Sir. I have no wish to trespass on Her Majesty's Government for information which it may be inconvenient for them to give at the present moment; but I am sure they will allow for the deep interest which the country must feel in the present state of public affairs. Under these circumstances I would be glad to know from the noble Lord the Secretary of State for Foreign Affairs, whether he has received any communication respecting the interview which was anticipated to take place yesterday between the Emperor of the French and the Emperor of Austria, and whether he can inform the House what has been the general consequence of that meeting?


—Sir, Her Majesty's Government have received intelligence on the subject referred to by the right hon. Gentleman. At two o'clock this day I was informed by the Ambassador of the Emperor of the French that he had received a telegram, informing him that peace between the two Emperors was signed yesterday. Since my interview with the French Ambassador I have received a telegram from Lord Cowley, and I think I cannot better satisfy the anxiety of the House than by reading the statement contained in that document:— Paris, Tuesday, 2 p. m. The following telegram has been received:— 'Valleggio, Juillet 11, 1859. The Emperor to the Empress. 'PEACE is signed between the Emperor of Austria and me. The bases of the Peace are:— 'Italian Confederation under the honorary Presidency of the Pope. 'The Emperor of Austria cedes his rights to Lombardy to the Emperor of the French, who transfers them to the King of Sardinia. 'The Emperor of Austria preserves Venice, but she will form an integral part of the Italian Confederation. 'General amnesty.' That is the whole that is stated in the telegram. I may state further, because there has been a rumour for some weeks past that whenever peace came to be signed and Lombardy should be ceded to Sardinia, France would ask as compensation for her expenses in the war to have Savoy ceded to her, that I am happy to be able to inform the House that the Emperor of the French has made no demand of that kind, and that there is every reason to suppose that he does not intend to make any addition whatever to the territory of France. This is most gratifying, because any addition to the territory of France, however insignificant, following on the war, could not fail to arouse the suspicions and jealousies of Europe. I hope, that under the present circumstances, the noble Lord the Member for Haddingtonshire (Lord Elcho) will not persevere in the notice of Motion which he has put on the paper, and that he will give the House to understand that it is not his intention to persevere in it.
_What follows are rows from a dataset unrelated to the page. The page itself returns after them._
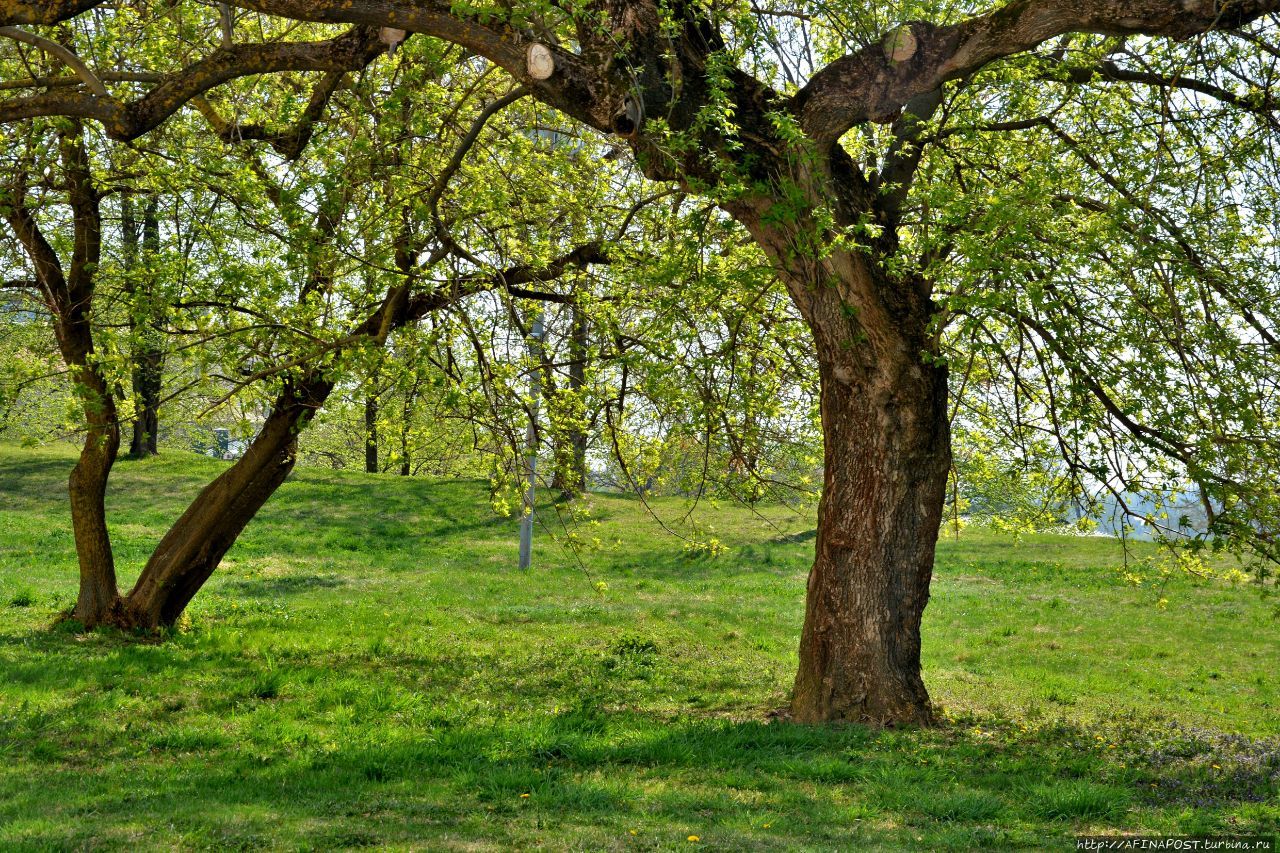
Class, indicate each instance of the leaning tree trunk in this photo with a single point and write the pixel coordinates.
(886, 459)
(196, 543)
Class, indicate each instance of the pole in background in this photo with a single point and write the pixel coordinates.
(535, 393)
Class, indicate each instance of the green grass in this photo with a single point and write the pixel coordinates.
(369, 669)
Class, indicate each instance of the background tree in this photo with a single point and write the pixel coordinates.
(813, 128)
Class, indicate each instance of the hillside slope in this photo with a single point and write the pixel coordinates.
(370, 669)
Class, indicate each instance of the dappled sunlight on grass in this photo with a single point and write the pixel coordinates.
(370, 669)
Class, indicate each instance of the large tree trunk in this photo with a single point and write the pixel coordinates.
(887, 454)
(196, 543)
(887, 450)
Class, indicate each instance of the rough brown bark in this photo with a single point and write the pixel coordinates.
(196, 543)
(886, 459)
(887, 454)
(570, 475)
(99, 597)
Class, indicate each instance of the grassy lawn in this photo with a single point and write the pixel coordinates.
(369, 669)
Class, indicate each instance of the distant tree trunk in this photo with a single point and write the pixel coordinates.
(371, 434)
(570, 475)
(878, 520)
(196, 543)
(99, 594)
(147, 354)
(406, 415)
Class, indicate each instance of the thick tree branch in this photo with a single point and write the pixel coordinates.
(874, 83)
(348, 51)
(62, 53)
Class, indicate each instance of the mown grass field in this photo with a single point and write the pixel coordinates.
(369, 669)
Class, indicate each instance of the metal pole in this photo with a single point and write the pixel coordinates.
(535, 392)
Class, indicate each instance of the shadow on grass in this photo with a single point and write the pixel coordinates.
(283, 585)
(434, 770)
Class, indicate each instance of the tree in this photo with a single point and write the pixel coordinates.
(819, 165)
(288, 328)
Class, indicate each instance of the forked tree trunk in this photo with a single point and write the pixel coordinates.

In reply to the appeal made to me by my noble Friend the Secretary of State for Foreign Affairs, I wish to state that though I cannot admit as a general proposition that the Members of this House, or this House itself, is to be debarred from expressing an opinion on matters of this nature, I shall not press the Motion that stands in my name for Thursday next. I shall, therefore, on that day, ask for leave to withdraw it. But I reserve to myself the right, if it appears to me desirable to exercise it, of explaining in a few words what the motive was which induced me to place that notice on the paper.